Calculate complexity of algorithm and approach

Question

I have written a code to count group of 1's in binary matrix. Referring to my question link here

code

def groupcheck(i, j, matrix):
    if 0 <= i < len(matrix) and 0 <= j < len(matrix):
        if matrix[i][j]:
            matrix[i][j] = 0
            for dx, dy in ((-1, 0), (1, 0), (0, -1), (0, 1)):
                groupcheck(i + dx, j + dy, matrix)


def countGroup(matrix):
    count = 0;

    for i in range(len(matrix)):
        for j in range(len(matrix)):
            if matrix[i][j]:
                count += 1
                groupcheck(i, j, matrix)
    return count

matrix = [
    [1,1,0,0],
    [1,1,1,0],
    [0,1,1,0],
    [0,0,0,1] 
]

group = countGroup(matrix)
print(group)

Can someone please help me to calculate the complexity of this algorithm and what kind of approach it is? Also is there any better approach than this?

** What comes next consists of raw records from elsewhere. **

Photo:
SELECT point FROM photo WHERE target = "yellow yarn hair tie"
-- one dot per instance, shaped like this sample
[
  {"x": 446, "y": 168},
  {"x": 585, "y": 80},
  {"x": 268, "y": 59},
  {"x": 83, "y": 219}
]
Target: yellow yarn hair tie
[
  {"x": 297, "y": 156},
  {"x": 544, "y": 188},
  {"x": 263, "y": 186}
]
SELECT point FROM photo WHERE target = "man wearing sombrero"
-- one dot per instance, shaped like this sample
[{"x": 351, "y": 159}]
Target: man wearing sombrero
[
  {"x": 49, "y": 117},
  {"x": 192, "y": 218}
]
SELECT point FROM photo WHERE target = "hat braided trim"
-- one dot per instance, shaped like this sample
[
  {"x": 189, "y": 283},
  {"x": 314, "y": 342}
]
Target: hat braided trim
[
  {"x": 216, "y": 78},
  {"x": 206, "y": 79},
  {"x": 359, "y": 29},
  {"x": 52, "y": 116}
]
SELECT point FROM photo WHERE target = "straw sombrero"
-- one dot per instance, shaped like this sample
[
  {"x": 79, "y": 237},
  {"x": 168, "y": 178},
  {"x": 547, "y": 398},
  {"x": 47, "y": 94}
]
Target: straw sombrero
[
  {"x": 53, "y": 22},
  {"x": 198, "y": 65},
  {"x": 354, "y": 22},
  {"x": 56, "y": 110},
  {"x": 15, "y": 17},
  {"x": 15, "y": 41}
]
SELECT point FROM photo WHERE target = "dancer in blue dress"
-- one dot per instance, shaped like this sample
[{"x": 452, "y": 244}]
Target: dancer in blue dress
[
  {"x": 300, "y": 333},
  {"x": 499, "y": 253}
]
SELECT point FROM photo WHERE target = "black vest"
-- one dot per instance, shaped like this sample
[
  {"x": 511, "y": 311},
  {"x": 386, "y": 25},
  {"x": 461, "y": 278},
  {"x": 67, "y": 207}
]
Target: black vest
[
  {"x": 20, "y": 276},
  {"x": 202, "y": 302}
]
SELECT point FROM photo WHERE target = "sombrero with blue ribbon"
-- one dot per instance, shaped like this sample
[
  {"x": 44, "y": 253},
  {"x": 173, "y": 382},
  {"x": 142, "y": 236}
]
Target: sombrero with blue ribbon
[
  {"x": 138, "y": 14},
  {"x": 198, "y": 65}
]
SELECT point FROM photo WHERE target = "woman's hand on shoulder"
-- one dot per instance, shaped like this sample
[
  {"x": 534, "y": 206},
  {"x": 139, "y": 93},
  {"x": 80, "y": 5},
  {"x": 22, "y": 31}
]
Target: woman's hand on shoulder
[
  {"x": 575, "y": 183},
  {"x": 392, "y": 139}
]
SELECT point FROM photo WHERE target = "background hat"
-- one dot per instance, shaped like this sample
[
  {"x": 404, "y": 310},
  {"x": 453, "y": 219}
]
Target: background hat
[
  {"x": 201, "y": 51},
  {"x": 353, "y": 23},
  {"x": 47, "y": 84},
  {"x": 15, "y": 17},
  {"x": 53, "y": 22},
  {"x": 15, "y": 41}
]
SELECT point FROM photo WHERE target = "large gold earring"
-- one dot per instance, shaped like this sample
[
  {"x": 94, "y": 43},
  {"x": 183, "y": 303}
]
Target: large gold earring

As per me complexity and approach(please correct me if I'm wrong):

complexity : O(n^2*4) (n is length of square matrix)
approach: brute force

I'm still learning please try to explain me if possible.

There is no meaning to a `*4` inside `O( )` as the definition of `O( )` specifically ignores constants. I don't know why you call this approach "brute-force"? Finally, you are expressing the complexity as a function of "`n`" but you haven't stated what "`n`" was. Is it the number of elements in the matrix? The length of the side of the square matrix? The number of groups of 1s? Note that the matrix doesn't need to be square for your algorithm to make sense (for a non-square matrix you just need to change the test `0 <= j < len(matrix)` because `len(matrix)` is the height, not the width) — Stef, Nov 01 '20 at 10:45
I am also a bit confused because this algorithms counts the number of connected components in the "drawing" of the matrix, whereas the other question you linked appeared to be about connected components in the graph whose adjacency matrix is this matrix. Although both problems are "counting the number of connected components", they use the matrix to represent different graphs, so the solution will be different. — Stef, Nov 01 '20 at 10:56
Here `n` stand for length of square matrix and here it is just square matrix. Talking about approach can you please help me what is this approach called as if not "brute-force". I'm still learning, it will be really very helpful for me. — Avanish Tiwari, Nov 01 '20 at 10:57
Consider for instance the matrix: `[[1,1,0,1],[1,1,0,0],[0,0,1,0],[1,0,0,1]]`. Are there two groups ({0,1,3}, {2}), or three groups ({00, 01, 10, 11}, {22}, {33})? — Stef, Nov 01 '20 at 10:58
Can you help me with correct solution then? because while I was trying to solve the linked question I got down to this approach and it gave me correct output. — Avanish Tiwari, Nov 01 '20 at 11:00
Are you sure there are three groups? This wouldn't be consistent with your other question. Note that there is a `1` in `matrix[0][3]`, so shouldn't `1` and `3` be in the same group? — Stef, Nov 01 '20 at 11:06
Sorry I missed last element there are two groups. I have updated the comment. — Avanish Tiwari, Nov 01 '20 at 11:08
Can you help me with correct solution and approach for this problem then? — Avanish Tiwari, Nov 01 '20 at 11:14

Stef · Accepted Answer · 2020-11-01T21:31:10.177

1

The problem you are trying to solve is called counting the connected-components of a graph.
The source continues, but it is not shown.